With respect to analyzing the supply of quality manuscripts, the Board of Governors, through the Journals Committee, examined 10 specific journals for a three-year period that are not within the AOM portfolio, but publish empirical studies (this set included SMJ, OS, JOM, JAP, P-Psych, JIBS, JOB, OBHDP, JMS, and LQ). They chose the three-year time period 2004-2006 in order to have a minimum of five years' of citation history for published articles (the research was conducted in 2012). They then examined every article in those years that was cited (using ISI counts) with a higher frequency than the average for AMJ articles published in the same time period. The 10 specific journals were selected because they are generally among the top 10 outlets in terms of their five-year citation impact factors.
Having identified the highly cited papers in competing journals, they examined each to see if the article was deemed to be a poor fit for AMJ but a potentially good fit for AMD. Although this was somewhat of a subjective judgment, most of the articles they identified rarely or never used the word "theory" based upon an electronic search of the manuscript, and none of these articles stated theory building or testing theory as their primary purpose.
There were roughly 350 articles published in these competing journals that achieved higher citation counts than the AMJ average for that period. Roughly 95 (25%) of those articles were not building new theory and were not theory-driven. Instead of trying to build new theory or make theoretical extensions, the work reflected in those 95 papers made empirical contributions to the literature by (a) answering phenomenon-driven research questions (e.g., studies that focused on performance in multinational alliances but not theories of multinational alliances, or studies that focused on preventing work-related accidents but not theories of accidents, and so on); (b) delivering replications and extensions of critical past findings (e.g., international replications); (c) providing more refined parameter estimation (e.g., via meta-analyses); (d) informing debates within the existing literature with new data; or (e) conducting construct validation and refinement.

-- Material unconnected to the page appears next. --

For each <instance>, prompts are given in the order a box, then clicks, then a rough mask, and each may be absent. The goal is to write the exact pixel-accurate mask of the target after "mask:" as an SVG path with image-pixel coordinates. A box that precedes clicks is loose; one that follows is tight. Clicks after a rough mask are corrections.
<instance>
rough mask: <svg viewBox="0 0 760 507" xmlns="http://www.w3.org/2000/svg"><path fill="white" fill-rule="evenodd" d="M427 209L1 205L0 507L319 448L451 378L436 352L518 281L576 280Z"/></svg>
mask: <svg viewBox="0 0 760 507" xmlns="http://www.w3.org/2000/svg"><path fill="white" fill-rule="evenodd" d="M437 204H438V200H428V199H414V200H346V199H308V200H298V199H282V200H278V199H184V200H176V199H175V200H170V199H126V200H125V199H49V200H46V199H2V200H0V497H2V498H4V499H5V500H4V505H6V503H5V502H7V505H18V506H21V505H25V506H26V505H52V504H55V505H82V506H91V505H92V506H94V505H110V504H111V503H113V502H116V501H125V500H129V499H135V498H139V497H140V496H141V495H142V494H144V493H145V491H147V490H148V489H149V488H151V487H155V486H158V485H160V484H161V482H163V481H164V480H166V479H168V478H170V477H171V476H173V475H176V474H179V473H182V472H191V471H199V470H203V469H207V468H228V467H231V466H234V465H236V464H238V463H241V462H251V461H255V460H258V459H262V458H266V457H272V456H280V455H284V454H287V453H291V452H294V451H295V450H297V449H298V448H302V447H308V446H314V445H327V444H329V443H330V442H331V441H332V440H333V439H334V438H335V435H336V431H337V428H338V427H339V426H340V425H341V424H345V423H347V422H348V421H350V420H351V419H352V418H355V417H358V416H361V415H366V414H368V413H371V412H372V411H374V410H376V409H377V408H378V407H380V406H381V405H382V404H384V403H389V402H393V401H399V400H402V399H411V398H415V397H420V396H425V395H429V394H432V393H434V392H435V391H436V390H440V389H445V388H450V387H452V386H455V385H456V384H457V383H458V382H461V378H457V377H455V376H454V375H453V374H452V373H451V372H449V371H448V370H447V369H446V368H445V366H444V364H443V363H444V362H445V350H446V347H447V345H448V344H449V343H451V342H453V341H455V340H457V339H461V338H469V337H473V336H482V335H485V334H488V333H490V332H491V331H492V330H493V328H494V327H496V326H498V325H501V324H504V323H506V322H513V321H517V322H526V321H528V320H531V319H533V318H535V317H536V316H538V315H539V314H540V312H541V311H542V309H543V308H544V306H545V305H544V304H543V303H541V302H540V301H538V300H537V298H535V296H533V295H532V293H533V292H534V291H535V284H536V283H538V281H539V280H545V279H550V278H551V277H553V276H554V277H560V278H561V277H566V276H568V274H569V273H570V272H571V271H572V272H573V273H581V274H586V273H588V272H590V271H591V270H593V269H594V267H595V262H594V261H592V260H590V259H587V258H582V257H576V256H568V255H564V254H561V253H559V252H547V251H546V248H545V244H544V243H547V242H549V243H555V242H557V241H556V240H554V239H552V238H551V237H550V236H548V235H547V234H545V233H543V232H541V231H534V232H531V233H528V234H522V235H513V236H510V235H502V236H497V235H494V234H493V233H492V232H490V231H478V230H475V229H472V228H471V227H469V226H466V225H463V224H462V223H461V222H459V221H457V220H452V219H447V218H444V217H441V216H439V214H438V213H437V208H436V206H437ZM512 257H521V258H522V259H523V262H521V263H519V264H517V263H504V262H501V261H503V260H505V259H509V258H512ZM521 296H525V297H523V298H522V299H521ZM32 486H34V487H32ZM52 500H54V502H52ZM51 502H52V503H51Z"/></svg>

On average, the 95 papers were cited roughly 90 times compared to the average of 45 for AMJ articles published during the same time period, and many of the articles had been rejected at AMJ. Although slightly skewed, the distribution of the citation data was largely symmetrical. This suggests that if the 95 papers that were above the AMJ mean were combined with the next 95 papers below the mean, there would be a sample of roughly 190 papers from which one could build a journal that had a mean number of citations that was similar to that found at AMJ (over the studied three-year period).
There seems to be no shortage of articles that fit with the AMD profile, and many of these types of articles wind up having a great deal of impact as assessed via citation counts. AMD will allow AOM to capture some of the work that is now being published by competing journals. Many of these competing journals are published by commercial vendors with no formal ties to any professional society such as AOM, but that draw on our members as authors and reviewers.